# Good deal on new Glock



## cvillechopper (Jan 27, 2008)

I just got back from a Gun show in Richmond, VA with a good friend. He was looking for a Sig P226 and I wanted my G19. We looked all over and I had asked several other dealers about the price I wanted and got nowhere. Finally we found a guy that's actually from very close to us and he asked if we were both looking to buy today... I got my Glock 19 with adjustable sights for $510 out the door. My friend got his P226 for $740 otd. Both of us saved a good deal over what we had found anywhere else and are very happy with the deal. Here's a few pics.


----------



## BeefyBeefo (Jan 30, 2008)

Nice addition, and congrats on the purchase. :smt023


----------



## Gringoloco (Jan 12, 2009)

You picked that up for a good deal, they go for about $540ish out the door in my area.

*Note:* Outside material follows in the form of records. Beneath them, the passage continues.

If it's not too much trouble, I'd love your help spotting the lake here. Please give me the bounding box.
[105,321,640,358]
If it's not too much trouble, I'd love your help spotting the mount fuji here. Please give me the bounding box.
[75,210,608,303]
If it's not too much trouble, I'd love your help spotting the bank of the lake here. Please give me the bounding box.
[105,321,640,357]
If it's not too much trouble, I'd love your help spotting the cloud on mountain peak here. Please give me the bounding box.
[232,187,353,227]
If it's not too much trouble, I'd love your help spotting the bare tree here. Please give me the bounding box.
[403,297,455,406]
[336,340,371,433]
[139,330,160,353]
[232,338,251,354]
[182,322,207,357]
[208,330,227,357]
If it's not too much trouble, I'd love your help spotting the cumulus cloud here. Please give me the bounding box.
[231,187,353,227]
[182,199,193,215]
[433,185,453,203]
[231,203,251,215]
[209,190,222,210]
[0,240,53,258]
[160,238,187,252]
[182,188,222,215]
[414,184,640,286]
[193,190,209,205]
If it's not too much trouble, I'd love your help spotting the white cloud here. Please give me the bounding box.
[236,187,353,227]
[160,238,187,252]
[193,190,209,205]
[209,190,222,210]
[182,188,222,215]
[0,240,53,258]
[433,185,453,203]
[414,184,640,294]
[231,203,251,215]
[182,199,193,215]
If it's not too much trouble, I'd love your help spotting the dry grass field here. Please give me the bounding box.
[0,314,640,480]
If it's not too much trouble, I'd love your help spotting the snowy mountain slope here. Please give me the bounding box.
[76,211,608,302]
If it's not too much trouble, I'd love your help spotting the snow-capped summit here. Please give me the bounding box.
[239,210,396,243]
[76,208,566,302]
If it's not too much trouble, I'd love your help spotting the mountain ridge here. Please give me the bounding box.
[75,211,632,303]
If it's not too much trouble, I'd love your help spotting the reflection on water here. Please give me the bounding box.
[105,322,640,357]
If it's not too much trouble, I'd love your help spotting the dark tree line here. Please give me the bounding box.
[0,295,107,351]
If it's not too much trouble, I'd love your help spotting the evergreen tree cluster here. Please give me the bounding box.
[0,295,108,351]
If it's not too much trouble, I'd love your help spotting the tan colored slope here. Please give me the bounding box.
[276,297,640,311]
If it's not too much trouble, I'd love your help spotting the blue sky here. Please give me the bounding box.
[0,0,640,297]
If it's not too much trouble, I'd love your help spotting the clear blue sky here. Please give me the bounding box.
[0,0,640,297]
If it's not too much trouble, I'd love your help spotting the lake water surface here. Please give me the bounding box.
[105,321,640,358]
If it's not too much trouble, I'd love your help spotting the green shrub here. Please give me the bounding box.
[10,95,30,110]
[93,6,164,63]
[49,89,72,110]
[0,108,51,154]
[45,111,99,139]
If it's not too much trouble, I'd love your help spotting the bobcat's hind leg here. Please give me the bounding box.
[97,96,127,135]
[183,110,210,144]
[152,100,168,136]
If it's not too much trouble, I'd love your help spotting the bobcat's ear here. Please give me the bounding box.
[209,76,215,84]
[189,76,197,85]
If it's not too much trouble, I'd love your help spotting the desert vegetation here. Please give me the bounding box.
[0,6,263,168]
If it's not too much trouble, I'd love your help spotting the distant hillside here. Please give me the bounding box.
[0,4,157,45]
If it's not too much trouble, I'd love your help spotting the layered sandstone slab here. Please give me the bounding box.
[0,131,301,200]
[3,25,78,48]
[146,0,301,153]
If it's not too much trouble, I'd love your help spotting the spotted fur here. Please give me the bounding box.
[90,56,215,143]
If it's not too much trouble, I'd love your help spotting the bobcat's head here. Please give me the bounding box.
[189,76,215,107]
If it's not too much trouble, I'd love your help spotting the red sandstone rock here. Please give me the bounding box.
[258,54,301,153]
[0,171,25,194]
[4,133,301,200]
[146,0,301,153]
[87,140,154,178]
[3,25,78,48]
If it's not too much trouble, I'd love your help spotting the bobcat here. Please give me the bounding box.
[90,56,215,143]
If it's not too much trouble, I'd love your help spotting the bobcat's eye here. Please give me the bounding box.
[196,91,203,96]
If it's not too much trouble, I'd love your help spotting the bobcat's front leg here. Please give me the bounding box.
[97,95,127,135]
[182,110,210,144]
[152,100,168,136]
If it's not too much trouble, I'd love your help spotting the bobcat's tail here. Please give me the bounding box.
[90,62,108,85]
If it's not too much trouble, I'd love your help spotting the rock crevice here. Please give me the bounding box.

I will be picking up my GLOCK 19 shortly.


----------



## Ram Rod (Jan 16, 2008)

Congratulations! Yeah...you got a good deal on the G19. That's what they go for around here.


----------



## MavsX (Jan 19, 2009)

good work man. That G19 looks great. $510 sounds like a great price. I'm jealous.


----------



## perchjerk (Feb 5, 2009)

i got my NIB g19 OD at a gunshow for 442! after tax it was 470 something!


----------



## nky1129 (Nov 3, 2008)

I got my G19 for right around $500 after tax. But that was five months ago. The same shop now sells it for $585. Sounds like you got a good deal.


----------



## Brevard (Jan 24, 2009)

About $525 with night sites and stuff here. So you didnt do bad at all.


----------



## Dr.Lu (Feb 20, 2009)

the demand now for a G19 in my area is very high ..one shop was askin for 575 and they had to order since none were in stock. Another shop i went to had it for 610 and that G19 was the one with 10 round mags!! unbelievable . Of course this doesnt factor in the 6% tax South FL that you have to add on top


----------



## Brevard (Jan 24, 2009)

I just got a g30sf with night sights and 2 10 round clips and whatever else it comes with for $622 with tax.


----------



## BeefyBeefo (Jan 30, 2008)

Brevard said:


> I just got a g30sf with night sights and 2 10 round *clips* and whatever else it comes with for $622 with tax.


Are the clips to keep your hair out of your eyes while you shoot?

:smt033


----------



## babs (Nov 30, 2007)

That's a good price.. The glocks are $540 here before tax tag and title.


----------